Famous Classics and Forgotten Works
The exhibition is the first of its kind, showing not only a wide selection of Antoni’s famous posters and designs, but also tracing his artistic process from sketches to the final version. Letters and personal belongings invite visitors to go behind the scenes, meet the man who made the works, and get inside the creative mind of the artist – from the first scribbled lines on a napkin to the finished poster. Come and enjoy the images that went worldwide, as well as those that never left the drawing board. Antoni’s works offer insight into the post-war era, when Copenhagen was to be made “wonderful”, even though life in the city might be less than idyllic.
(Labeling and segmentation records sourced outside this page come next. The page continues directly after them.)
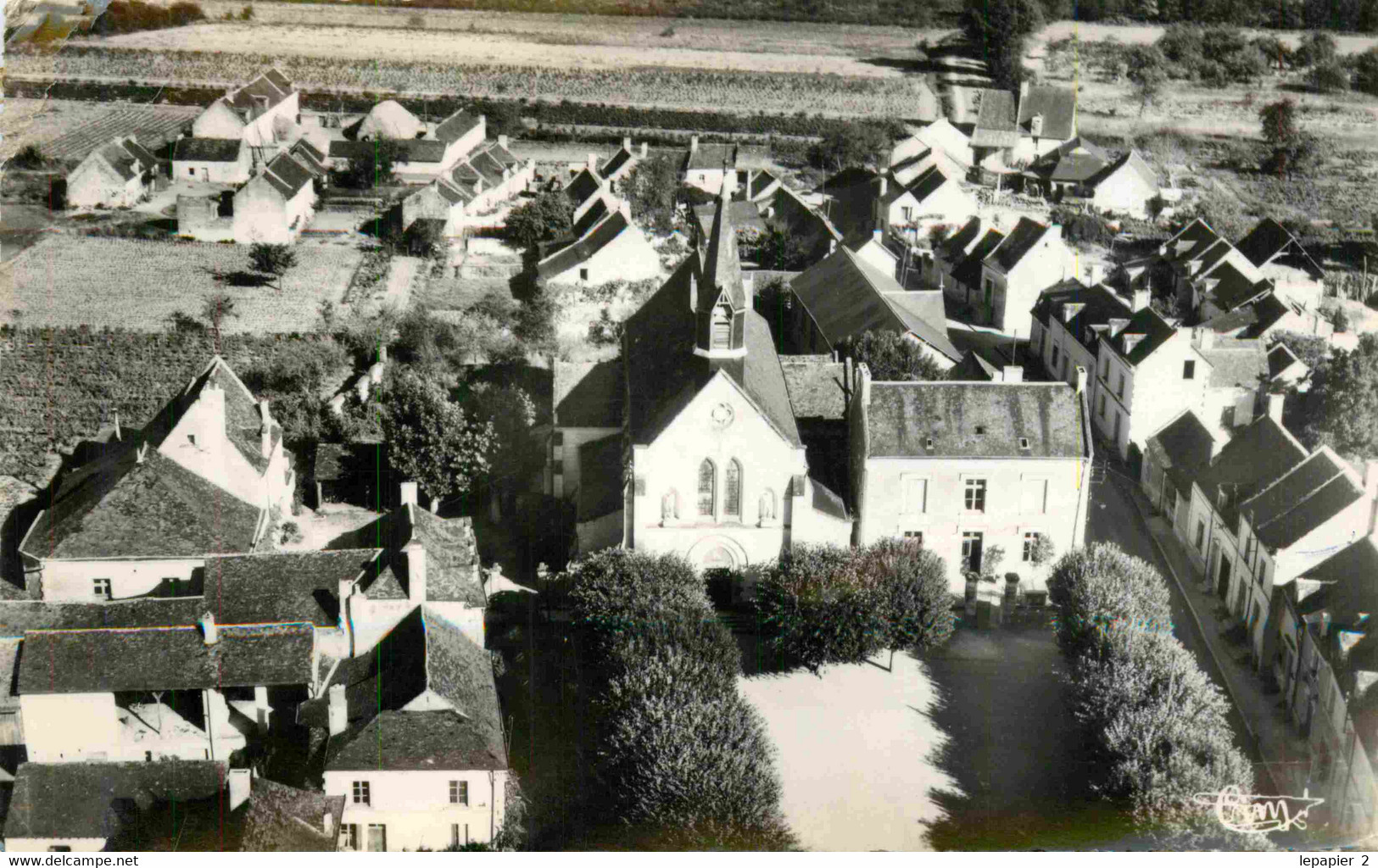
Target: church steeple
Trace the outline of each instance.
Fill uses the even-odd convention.
[[[722,193],[708,231],[708,251],[695,299],[695,355],[710,360],[741,358],[747,354],[747,291],[741,281],[737,230],[729,211],[736,171],[723,168]]]

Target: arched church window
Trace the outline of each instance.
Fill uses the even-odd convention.
[[[712,515],[718,500],[718,468],[708,459],[699,464],[699,514]]]
[[[712,309],[712,343],[714,350],[728,350],[732,347],[732,310],[726,304]]]
[[[737,459],[728,463],[728,497],[722,511],[741,518],[741,464]]]

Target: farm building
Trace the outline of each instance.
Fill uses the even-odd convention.
[[[172,143],[172,178],[208,183],[249,179],[249,149],[244,139],[178,139]]]
[[[291,244],[316,207],[311,172],[282,153],[234,194],[234,240],[240,244]]]
[[[198,139],[244,139],[249,147],[284,146],[299,138],[296,88],[276,69],[212,102],[192,121]]]
[[[134,136],[116,138],[92,150],[68,175],[68,205],[130,207],[147,196],[158,161]]]

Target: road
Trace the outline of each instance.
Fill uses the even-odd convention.
[[[1158,554],[1153,537],[1149,535],[1148,526],[1144,525],[1138,510],[1111,482],[1109,474],[1113,473],[1116,471],[1112,467],[1107,471],[1105,481],[1091,482],[1091,510],[1086,525],[1086,543],[1115,543],[1127,554],[1148,561],[1163,575],[1163,579],[1167,581],[1167,590],[1171,592],[1173,635],[1196,656],[1196,661],[1202,670],[1224,692],[1225,679],[1220,672],[1220,667],[1215,665],[1215,659],[1211,657],[1210,650],[1206,648],[1206,641],[1196,630],[1196,620],[1186,609],[1182,592],[1177,588],[1177,583],[1173,581],[1167,564]],[[1253,747],[1253,740],[1248,737],[1248,730],[1244,727],[1244,719],[1239,715],[1233,704],[1231,704],[1229,725],[1235,730],[1236,747],[1243,750],[1253,762],[1259,762],[1259,756]]]

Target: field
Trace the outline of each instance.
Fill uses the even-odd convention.
[[[238,14],[243,3],[208,0],[201,8],[212,21],[225,12]],[[413,21],[419,19],[420,26]],[[739,21],[703,18],[646,18],[610,15],[533,15],[473,10],[344,6],[324,3],[255,3],[254,22],[347,28],[395,28],[407,30],[462,30],[508,36],[546,45],[633,45],[644,48],[692,48],[700,51],[762,51],[813,56],[871,56],[903,54],[914,48],[912,28],[823,25],[810,22]],[[672,30],[671,33],[667,33]],[[371,37],[372,39],[372,37]]]
[[[171,32],[168,32],[171,33]],[[387,32],[391,33],[391,32]],[[303,32],[307,43],[314,40]],[[358,44],[368,44],[356,32]],[[609,103],[638,107],[715,109],[752,114],[819,113],[832,117],[915,117],[932,103],[918,76],[838,76],[690,70],[657,66],[554,69],[497,63],[368,61],[342,62],[314,55],[219,54],[132,48],[69,47],[58,55],[12,54],[10,76],[124,83],[230,85],[276,65],[302,90],[389,94],[463,94],[470,98],[539,99],[558,103]],[[314,51],[314,50],[313,50]],[[744,55],[762,56],[762,55]]]
[[[68,99],[6,99],[0,114],[0,158],[25,145],[39,145],[45,157],[81,160],[114,136],[132,135],[146,145],[176,138],[200,113],[194,106],[138,106]]]
[[[163,331],[175,313],[200,320],[204,299],[223,291],[238,314],[226,333],[309,332],[317,304],[338,303],[360,260],[343,245],[300,244],[282,289],[232,287],[216,273],[243,273],[248,254],[233,244],[181,244],[58,234],[0,266],[0,324]]]

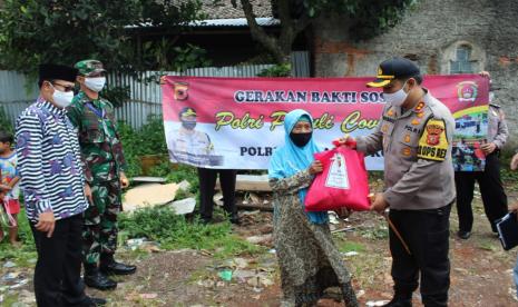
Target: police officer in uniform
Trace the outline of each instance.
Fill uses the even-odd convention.
[[[489,78],[489,73],[481,72]],[[500,179],[500,150],[507,141],[509,130],[507,128],[504,111],[500,106],[492,101],[493,88],[489,92],[489,128],[488,142],[480,148],[486,155],[486,167],[483,171],[456,171],[457,187],[457,214],[459,216],[459,231],[457,236],[468,239],[473,226],[473,212],[471,201],[473,200],[475,181],[479,184],[482,196],[483,209],[496,234],[495,220],[507,215],[507,196]]]
[[[194,165],[212,165],[211,155],[214,155],[214,146],[211,138],[201,131],[196,131],[196,111],[186,107],[179,113],[182,127],[169,139],[169,152],[178,162],[192,162]],[[223,192],[223,209],[227,212],[231,222],[240,224],[235,206],[235,185],[237,170],[211,169],[198,167],[199,180],[199,215],[204,224],[209,224],[214,210],[214,187],[217,175]]]
[[[183,108],[179,113],[182,127],[170,133],[169,154],[178,162],[209,165],[214,146],[207,133],[196,130],[196,110]]]
[[[419,68],[395,58],[382,62],[368,87],[383,89],[387,101],[375,131],[354,140],[356,150],[383,150],[385,190],[371,209],[384,212],[401,234],[409,251],[390,229],[393,299],[385,306],[412,306],[421,278],[424,306],[447,306],[450,285],[449,216],[456,191],[451,141],[455,120],[449,109],[421,87]]]

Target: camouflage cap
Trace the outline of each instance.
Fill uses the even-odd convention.
[[[77,62],[75,66],[79,70],[79,75],[89,76],[94,72],[104,72],[106,71],[102,67],[102,62],[98,60],[82,60]]]

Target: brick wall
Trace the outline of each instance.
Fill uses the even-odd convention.
[[[420,0],[387,33],[354,42],[343,18],[322,18],[314,26],[317,77],[372,76],[391,57],[416,60],[424,73],[448,73],[456,44],[473,47],[480,69],[491,73],[496,102],[518,145],[518,1]],[[478,70],[478,69],[477,69]]]

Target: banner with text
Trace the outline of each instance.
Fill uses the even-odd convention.
[[[371,80],[168,76],[162,89],[170,160],[206,168],[266,169],[274,148],[284,143],[284,115],[294,109],[313,116],[313,136],[323,147],[332,147],[331,141],[344,133],[369,135],[384,105],[380,89],[365,88]],[[423,86],[453,113],[460,132],[456,146],[486,138],[487,78],[426,76]],[[476,164],[461,162],[463,170]],[[366,166],[383,169],[381,152],[368,157]]]

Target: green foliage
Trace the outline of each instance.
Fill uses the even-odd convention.
[[[6,109],[3,107],[0,107],[0,129],[9,131],[11,133],[14,131],[12,123],[7,117]]]
[[[150,116],[140,130],[134,130],[129,125],[119,122],[118,132],[123,142],[124,156],[128,168],[126,175],[141,175],[140,158],[146,155],[167,155],[164,136],[164,121],[159,116]]]
[[[0,67],[35,75],[40,62],[71,65],[95,58],[108,70],[144,70],[148,67],[135,39],[138,28],[128,26],[146,24],[172,34],[179,24],[201,18],[199,0],[177,2],[6,0],[0,10]],[[152,66],[162,63],[155,57]]]
[[[204,226],[197,220],[187,221],[168,206],[124,214],[119,226],[129,238],[146,237],[165,249],[206,249],[216,251],[215,256],[222,258],[261,251],[260,247],[232,235],[229,222]]]
[[[257,77],[290,77],[292,66],[290,63],[280,63],[271,68],[263,69]]]

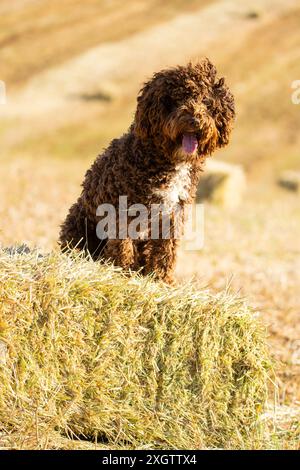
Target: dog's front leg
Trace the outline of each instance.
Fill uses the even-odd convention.
[[[103,258],[121,268],[132,268],[134,264],[132,240],[129,238],[124,240],[108,240],[103,250]]]
[[[140,244],[139,260],[143,274],[154,274],[156,279],[173,284],[177,240],[158,239]]]

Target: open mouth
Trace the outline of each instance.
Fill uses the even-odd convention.
[[[193,154],[198,148],[198,139],[196,134],[183,134],[182,148],[187,154]]]

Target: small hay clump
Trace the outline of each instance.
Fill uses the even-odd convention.
[[[225,292],[0,254],[0,447],[255,448],[269,355]]]

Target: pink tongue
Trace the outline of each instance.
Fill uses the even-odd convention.
[[[182,147],[186,153],[194,153],[198,147],[198,141],[194,134],[184,134],[182,137]]]

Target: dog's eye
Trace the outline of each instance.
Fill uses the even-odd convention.
[[[173,111],[173,109],[175,108],[175,103],[172,100],[171,96],[164,96],[162,101],[163,101],[164,108],[168,113]]]

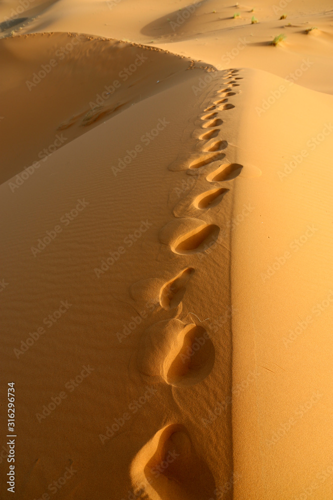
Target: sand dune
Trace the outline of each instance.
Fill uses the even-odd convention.
[[[329,500],[329,2],[30,8],[0,40],[16,498]]]

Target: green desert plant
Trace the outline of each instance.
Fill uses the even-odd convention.
[[[305,32],[307,34],[308,34],[308,33],[310,33],[311,32],[313,31],[313,30],[318,30],[318,28],[317,27],[317,26],[313,26],[311,28],[307,28],[307,29],[305,30]]]
[[[283,42],[286,40],[286,35],[281,34],[278,34],[275,37],[274,40],[272,40],[271,42],[271,45],[274,45],[275,47],[276,47],[277,45],[279,45],[282,42]]]

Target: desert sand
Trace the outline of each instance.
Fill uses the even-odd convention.
[[[331,8],[1,3],[0,498],[333,498]]]

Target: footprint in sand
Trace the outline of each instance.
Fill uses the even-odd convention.
[[[189,255],[205,252],[217,240],[220,228],[215,224],[191,218],[175,219],[160,231],[161,243],[170,246],[174,254]]]
[[[202,120],[211,120],[212,118],[214,118],[217,114],[217,112],[215,113],[210,113],[209,114],[204,114],[203,116],[201,116]]]
[[[146,330],[137,366],[145,375],[161,377],[170,386],[187,387],[204,380],[215,360],[214,345],[203,327],[173,318],[158,322]]]
[[[210,106],[209,108],[206,108],[205,110],[204,110],[204,111],[205,111],[205,112],[206,112],[206,111],[211,111],[212,110],[215,110],[215,107],[216,106]]]
[[[231,104],[230,102],[228,104],[225,104],[224,106],[222,108],[222,110],[224,111],[227,110],[232,110],[235,108],[233,104]]]
[[[215,130],[210,130],[209,132],[205,132],[201,136],[199,136],[199,138],[202,140],[209,140],[214,137],[217,137],[220,132],[219,128],[216,128]]]
[[[175,242],[172,250],[181,255],[204,252],[215,242],[219,232],[220,228],[215,224],[203,225],[179,238]]]
[[[151,500],[205,500],[214,497],[214,476],[186,428],[172,424],[159,430],[131,466],[134,490]]]
[[[207,152],[211,152],[213,151],[222,151],[226,148],[228,148],[227,140],[210,141],[205,146],[203,150]]]
[[[197,208],[204,210],[216,206],[229,190],[225,188],[212,189],[199,194],[195,198],[193,205]]]
[[[219,142],[222,143],[222,141]],[[217,152],[213,154],[201,155],[190,164],[189,168],[199,168],[201,166],[204,166],[205,165],[208,165],[209,163],[223,160],[225,158],[226,155],[224,153],[220,152],[219,149],[213,150],[217,150]]]
[[[186,291],[186,284],[194,272],[193,268],[187,268],[161,288],[160,304],[163,309],[174,309],[180,304]]]
[[[224,99],[220,99],[220,100],[216,100],[215,101],[214,104],[223,104],[223,102],[228,102],[228,99],[224,98]]]
[[[231,180],[240,174],[243,165],[238,163],[221,165],[217,170],[207,176],[207,180],[210,182]]]
[[[218,94],[225,94],[226,92],[230,92],[231,90],[231,89],[229,88],[229,87],[228,87],[227,88],[223,88],[222,90],[218,90],[217,91],[217,93]]]
[[[216,126],[219,126],[223,123],[220,118],[215,118],[214,120],[209,120],[207,123],[204,124],[202,126],[203,128],[213,128]]]

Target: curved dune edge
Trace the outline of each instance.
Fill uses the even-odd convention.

Hidden Treasures in the Attic
Ib Antoni’s drawings lay in an attic for four decades as his name was gradually forgotten. His death in 1973 in a tragic fire at the Hafnia Hotel in central Copenhagen – one of the largest Copenhagen fires in modern times – resulted in the story of his life and art being packed away. Until 2009, when his nephew Anton started unpacking the suitcases his life had been sealed in, and together with gallery owner Mikael Hauberg embarked on the dream of bringing Ib Antoni’s works back into the world. In 2021 Sara Alfort, in collaboration with the company Antoni Legacy, brought his story back to life in the book The Man Who Drew Denmark – the starting point for the exhibition.
From Baker’s Bags to Gable Murals
The story of Ib Antoni is the story of a young Dane who worked with the ‘Mad Men’ of New York and Europe, using his creative mind and sharp pencil to put Denmark firmly on the world map. It is the story of the significance he had and still has. Of an illustrator who constantly pushed his own limits and those of his field. The story of a man who had the guts to walk off the streets into the top advertising agencies of Europe and New York, but was plagued by anxiety about not being good enough. It is the story of Denmark during the post-war period, the celebrities of the day, and advertising as a new medium that – for better or worse – has shaped the modern consumer. It is also the incredible story of how Antoni’s original drawings were hidden and forgotten in an attic for decades before being rediscovered.
2023 marks the 50th anniversary of Ib Antoni’s death, and the year the Museum of Copenhagen presents the artist, the period he lived in, and his drawings in exhibition form.
The exhibition is a collaboration between the Museum of Copenhagen and the company Antoni Legacy, who represents the artist and his works. Part of the World Capital of Architecture programme.